Configure Angularjs and CORS correctly using Apache running Flask api and Angularjs frontend on separate domain

Question

This has been discussed all through Stackoverflow but I have not been able to find the solution for getting this to work. I even tried following alot of what was discussed in this post (Issues with CORS. Flask <-> AngularJS) since it was closly related to my setup, but I am still pretty much lost.

I have a python flask api server running locally. I have named this domain bac-api. Here is what this vhost looks like.

<VirtualHost *:80>
    ServerName bac-api

    WSGIDaemonProcess bacapi python-path=/home/lumberjacked/workspace/bas/development/lib/python2.7/site-packages
    WSGIScriptAlias / /home/lumberjacked/workspace/bas/development/bac-api/bacapi.wsgi
    Header set Access-Control-Allow-Origin "*"
    Header set Access-Control-Allow-Headers "Origin, X-Requested-With, Content-Type, Accept, application/json"
    Header set Access-Control-Allow-Methods "POST, GET, OPTIONS"

    <Directory /home/lumberjacked/workspace/bas/development/bac-api>
        WSGIProcessGroup bacapi
        WSGIApplicationGroup %{GLOBAL}
        Order deny,allow
        Allow from all
    </Directory>

#SSLEngine on
#SSLCertificateFile /etc/apache2/ssl/bac_api_ssl.crt
#SSLCertificateKeyFile /etc/apache2/ssl/bac_api_ssl.key
</VirtualHost>

I have an angularjs site running as my front-end on a separate domain called manage.bac. I am writing an authentication service that connects to the bac-api and posts an api key and/or user credentials asking the server if the user is authenticated or not.

I can curl over to the server and this works and returns a response.

curl -X POST -H "Content-Type: application/json" -d '{ "api": "7f3d6d7338b921ae4ca95cecc452ef1790005ec10c2343fabe5a59ea" }' http://bac-api/authenticated/  

response -- {"authenticated": false}

Also going to manage.bac and placing my login creditials [email protected] and password I get the same response but also I have configured it to return a 401 if you are not authenticated with a stored session.

POST http://bac-api/authenticated/ 401 (UNAUTHORIZED) bac-api/authenticated/:1

The problems start when I switch over to ssl certs and port 443. So If on both domains I switch the vhost to port 443 and uncomment the ssl certs. After restarting apache there are no errors and the domains work as far as not showing any kind of 500 error or anything like that. I can curl over to the bac-api server using https and get a response.

curl -k -X POST -H "Content-Type: application/json" -d '{ "api": "7f3d6d7338b921ae4ca95cecc452ef1790005ec10c2343fabe5a59ea" }' https://bac-api/authenticated/

response -- {"authenticated": false}

But as soon as I go to https://manage.bac and redirect to the login page, all the trouble seems to start.

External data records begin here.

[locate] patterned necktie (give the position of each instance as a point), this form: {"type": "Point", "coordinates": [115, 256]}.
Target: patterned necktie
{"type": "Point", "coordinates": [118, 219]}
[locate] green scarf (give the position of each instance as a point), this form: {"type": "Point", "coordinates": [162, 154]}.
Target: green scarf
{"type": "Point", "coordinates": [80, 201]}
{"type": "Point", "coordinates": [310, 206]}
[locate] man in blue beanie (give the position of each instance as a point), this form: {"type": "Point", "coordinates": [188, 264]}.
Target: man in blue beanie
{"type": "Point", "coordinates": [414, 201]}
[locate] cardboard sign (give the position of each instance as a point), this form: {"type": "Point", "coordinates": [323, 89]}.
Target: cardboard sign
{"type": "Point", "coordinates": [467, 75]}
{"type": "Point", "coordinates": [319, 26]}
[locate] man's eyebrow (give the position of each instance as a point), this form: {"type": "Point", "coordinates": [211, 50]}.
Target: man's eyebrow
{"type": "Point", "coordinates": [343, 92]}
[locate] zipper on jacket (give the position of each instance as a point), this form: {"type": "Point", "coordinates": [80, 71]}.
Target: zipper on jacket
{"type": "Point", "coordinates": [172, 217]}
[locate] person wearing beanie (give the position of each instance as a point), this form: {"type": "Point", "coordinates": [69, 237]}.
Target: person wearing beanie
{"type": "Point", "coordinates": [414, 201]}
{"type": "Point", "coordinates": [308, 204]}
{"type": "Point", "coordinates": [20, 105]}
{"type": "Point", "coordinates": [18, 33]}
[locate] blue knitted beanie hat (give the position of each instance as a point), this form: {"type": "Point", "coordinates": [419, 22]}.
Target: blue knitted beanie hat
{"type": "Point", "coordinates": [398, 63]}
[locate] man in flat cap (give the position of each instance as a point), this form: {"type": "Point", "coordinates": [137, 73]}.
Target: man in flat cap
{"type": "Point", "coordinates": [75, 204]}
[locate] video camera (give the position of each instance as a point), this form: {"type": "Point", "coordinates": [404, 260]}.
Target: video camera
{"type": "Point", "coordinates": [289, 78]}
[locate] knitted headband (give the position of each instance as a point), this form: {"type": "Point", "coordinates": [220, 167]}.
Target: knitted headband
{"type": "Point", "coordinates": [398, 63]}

As soon as I click inside the login fields that console throws this error and I do not know if it is related or not.

Blocked a frame with origin "https://manage.bac" from accessing a frame with origin "chrome-extension://hdokiejnpimakedhajhdlcegeplioahd".  The frame requesting access has a protocol of "https", the frame being accessed has a protocol of "chrome-extension". Protocols must match.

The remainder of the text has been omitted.